A device represents a network interface card (NIC) or host channel adapter (HCA) that connects the host and network. A device may also be a bonding device that aggregates multiple physical devices from the same transport. A device may provide multiple endpoints (typically one per core or one per socket).
In CCI, an endpoint is the process’ virtual instance of a device. The endpoint is the container of all the communication resources needed by the process including queues and buffers including shared send and receive buffers. A single endpoint may communicate with any number of peers and provides a single completion queue regardless of the number of peers. CCI achieves better scalability on very large HPC and data center deployments since the endpoint manages buffers independent of how many peers it is communicating with.

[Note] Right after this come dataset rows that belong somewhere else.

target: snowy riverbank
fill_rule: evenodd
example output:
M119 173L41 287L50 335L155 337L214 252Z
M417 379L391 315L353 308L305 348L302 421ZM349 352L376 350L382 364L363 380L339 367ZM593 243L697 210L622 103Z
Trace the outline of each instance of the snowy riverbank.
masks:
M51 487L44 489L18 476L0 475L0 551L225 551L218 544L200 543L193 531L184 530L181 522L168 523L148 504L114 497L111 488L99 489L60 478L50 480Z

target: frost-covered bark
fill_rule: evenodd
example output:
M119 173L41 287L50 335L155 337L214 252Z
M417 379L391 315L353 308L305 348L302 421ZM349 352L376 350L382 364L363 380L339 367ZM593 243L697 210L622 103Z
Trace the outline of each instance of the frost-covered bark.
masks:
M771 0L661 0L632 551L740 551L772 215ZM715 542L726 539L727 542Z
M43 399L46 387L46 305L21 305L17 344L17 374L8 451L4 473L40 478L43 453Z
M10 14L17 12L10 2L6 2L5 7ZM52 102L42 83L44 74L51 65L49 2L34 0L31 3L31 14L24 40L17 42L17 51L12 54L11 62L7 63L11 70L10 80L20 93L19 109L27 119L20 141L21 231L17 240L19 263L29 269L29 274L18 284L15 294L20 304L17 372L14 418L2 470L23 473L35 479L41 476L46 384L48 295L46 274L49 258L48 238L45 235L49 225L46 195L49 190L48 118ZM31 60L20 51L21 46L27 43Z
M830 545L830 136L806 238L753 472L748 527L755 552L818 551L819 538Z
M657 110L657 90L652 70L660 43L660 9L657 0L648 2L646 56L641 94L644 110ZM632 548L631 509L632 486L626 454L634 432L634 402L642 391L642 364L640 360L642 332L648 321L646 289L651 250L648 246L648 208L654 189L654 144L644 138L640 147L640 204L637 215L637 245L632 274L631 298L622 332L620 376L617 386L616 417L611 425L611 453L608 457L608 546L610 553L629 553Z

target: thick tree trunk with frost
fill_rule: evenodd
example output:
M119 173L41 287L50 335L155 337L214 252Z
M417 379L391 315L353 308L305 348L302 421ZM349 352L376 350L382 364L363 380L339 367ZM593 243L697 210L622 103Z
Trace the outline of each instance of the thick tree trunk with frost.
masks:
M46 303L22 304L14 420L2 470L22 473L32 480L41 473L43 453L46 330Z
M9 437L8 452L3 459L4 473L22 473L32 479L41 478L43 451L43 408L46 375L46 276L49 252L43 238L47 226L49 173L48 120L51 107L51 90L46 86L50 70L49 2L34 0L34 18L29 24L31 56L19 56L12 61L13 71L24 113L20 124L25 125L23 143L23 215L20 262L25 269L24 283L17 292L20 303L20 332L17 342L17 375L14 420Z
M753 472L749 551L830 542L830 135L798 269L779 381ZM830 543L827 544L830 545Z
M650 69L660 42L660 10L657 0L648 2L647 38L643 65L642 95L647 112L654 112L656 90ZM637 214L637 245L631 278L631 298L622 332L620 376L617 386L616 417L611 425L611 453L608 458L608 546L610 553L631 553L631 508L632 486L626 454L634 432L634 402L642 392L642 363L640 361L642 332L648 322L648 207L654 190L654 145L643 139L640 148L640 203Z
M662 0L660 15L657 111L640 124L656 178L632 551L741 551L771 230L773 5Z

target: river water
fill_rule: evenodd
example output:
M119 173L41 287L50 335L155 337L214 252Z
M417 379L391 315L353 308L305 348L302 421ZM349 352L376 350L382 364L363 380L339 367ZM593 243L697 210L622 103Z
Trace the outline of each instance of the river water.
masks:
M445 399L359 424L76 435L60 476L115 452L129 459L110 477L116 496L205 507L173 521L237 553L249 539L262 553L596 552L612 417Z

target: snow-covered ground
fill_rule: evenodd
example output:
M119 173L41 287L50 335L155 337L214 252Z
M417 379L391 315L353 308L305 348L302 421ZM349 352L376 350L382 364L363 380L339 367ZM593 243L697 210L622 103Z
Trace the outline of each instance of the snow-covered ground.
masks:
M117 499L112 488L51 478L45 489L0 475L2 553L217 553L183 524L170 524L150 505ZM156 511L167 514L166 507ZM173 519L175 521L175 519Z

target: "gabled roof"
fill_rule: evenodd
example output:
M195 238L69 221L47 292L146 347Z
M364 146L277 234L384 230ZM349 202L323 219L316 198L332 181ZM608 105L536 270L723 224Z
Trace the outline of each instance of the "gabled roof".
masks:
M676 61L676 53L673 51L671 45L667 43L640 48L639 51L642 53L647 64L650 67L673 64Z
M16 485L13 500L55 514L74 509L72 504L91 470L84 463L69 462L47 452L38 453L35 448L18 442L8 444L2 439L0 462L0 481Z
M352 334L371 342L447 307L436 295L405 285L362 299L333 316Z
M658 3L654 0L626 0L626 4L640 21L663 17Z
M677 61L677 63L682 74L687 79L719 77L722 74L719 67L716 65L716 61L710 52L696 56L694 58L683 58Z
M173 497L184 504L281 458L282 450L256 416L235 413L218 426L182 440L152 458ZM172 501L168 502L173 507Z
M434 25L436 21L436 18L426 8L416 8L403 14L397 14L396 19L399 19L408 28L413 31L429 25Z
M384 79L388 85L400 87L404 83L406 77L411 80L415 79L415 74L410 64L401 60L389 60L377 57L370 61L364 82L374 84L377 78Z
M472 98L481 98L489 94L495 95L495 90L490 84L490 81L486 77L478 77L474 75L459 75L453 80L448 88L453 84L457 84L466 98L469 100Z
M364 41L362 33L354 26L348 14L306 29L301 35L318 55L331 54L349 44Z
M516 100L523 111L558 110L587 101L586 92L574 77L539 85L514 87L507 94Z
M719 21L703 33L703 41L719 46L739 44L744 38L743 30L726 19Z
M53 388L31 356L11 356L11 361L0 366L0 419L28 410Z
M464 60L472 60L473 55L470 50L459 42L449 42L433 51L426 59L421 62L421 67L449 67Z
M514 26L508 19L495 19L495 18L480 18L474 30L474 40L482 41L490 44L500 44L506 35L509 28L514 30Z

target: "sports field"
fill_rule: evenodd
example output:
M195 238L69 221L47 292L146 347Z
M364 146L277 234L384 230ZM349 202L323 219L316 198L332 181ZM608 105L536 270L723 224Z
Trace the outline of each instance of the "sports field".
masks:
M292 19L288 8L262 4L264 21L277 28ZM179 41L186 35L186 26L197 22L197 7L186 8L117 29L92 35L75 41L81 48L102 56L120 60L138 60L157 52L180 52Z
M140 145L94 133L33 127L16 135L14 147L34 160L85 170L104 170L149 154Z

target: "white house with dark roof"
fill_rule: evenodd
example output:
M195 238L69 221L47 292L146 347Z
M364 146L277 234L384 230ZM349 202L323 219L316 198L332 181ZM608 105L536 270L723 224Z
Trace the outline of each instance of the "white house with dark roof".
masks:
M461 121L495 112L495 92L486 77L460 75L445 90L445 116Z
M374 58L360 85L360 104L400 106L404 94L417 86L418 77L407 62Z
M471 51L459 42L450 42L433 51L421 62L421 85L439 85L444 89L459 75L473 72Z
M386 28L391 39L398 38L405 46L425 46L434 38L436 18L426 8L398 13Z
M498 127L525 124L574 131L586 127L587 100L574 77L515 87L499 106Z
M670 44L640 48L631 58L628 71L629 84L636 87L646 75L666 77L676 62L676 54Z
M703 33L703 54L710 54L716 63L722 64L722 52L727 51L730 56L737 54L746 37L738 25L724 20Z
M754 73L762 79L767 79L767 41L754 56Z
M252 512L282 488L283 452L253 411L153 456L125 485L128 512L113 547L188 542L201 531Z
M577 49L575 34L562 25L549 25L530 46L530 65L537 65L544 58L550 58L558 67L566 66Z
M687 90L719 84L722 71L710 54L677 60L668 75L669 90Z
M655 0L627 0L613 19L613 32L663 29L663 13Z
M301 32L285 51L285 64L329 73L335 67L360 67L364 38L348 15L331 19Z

CCI uses an event model in which an application may either poll or wait for the next event. Events include communication (e.g. send completions) as well as connection handling (e.g. incoming client connection requests). The application may return an event to CCI out of order when it no longer needs the event. CCI achieves better scalability in time versus Sockets since all events are managed by a single completion queue.
Unlike Sockets, a new endpoint is bound to a specific device and is ready to a receive incoming connection requests.
CCI uses connections to allow an application to choose the level of service that best fits its needs and to provide fault isolation should a peer stop responding. CCI does not, however, allocate buffers per peer which reduces scalability.
CCI offers choices of reliability and ordering. Some applications such as distributed filesystems need to know that data has arrived at the peer. A health monitoring application, on the other hand, may want to send data that has a very short lifetime and does not want to expend any efforts on retransmission. CCI can accommodate both.
CCI provides Unreliable-Unordered (UU), Reliable-Unordered (RU), and Reliable-Ordered (RO) connections as well as UU with send multicast and UU with receive multicast. Most RPC style applications do not require ordering and can take advantage of RU connections. When ordering is not required, CCI can take better advantage of multiple network paths, etc.
Also, with reliable connections, the send completion (whether small messages or RMA) indicates that the data has been delivered to the peer’s memory space unlike Sockets in which a send completes when the data has been buffered locally. The CCI send completion does not mean that the peer has processed the data and does not replace an application-level acknowledgement if needed.
CCI has two modes of communication: messages (MSG) and remote memory access (RMA).
CCI’s MSGs are small (typically MTU sized) messages. These are unexpected messages and the receiver does not need to post receives. Instead, the receiver’s CCI library will generate a receive event that includes a pointer to the data within the CCI library’s buffers. The application may inspect the data, copy it out if needed longer term, or even forward the data by passing it to the send function.
When an application needs to move bulk data, CCI provides RMA. To use RMA, the application will explicitly register memory with CCI and receive a handle. The application can pass the handle to a peer using a MSG and then perform a RMA Read or Write. The RMA may also include a Fence. RMA requires a reliable connection (ordered or unordered). An RMA may optionally include a remote completion message that will be delivered to the peer after the RMA completes. The completion message may be as large as a full MSG.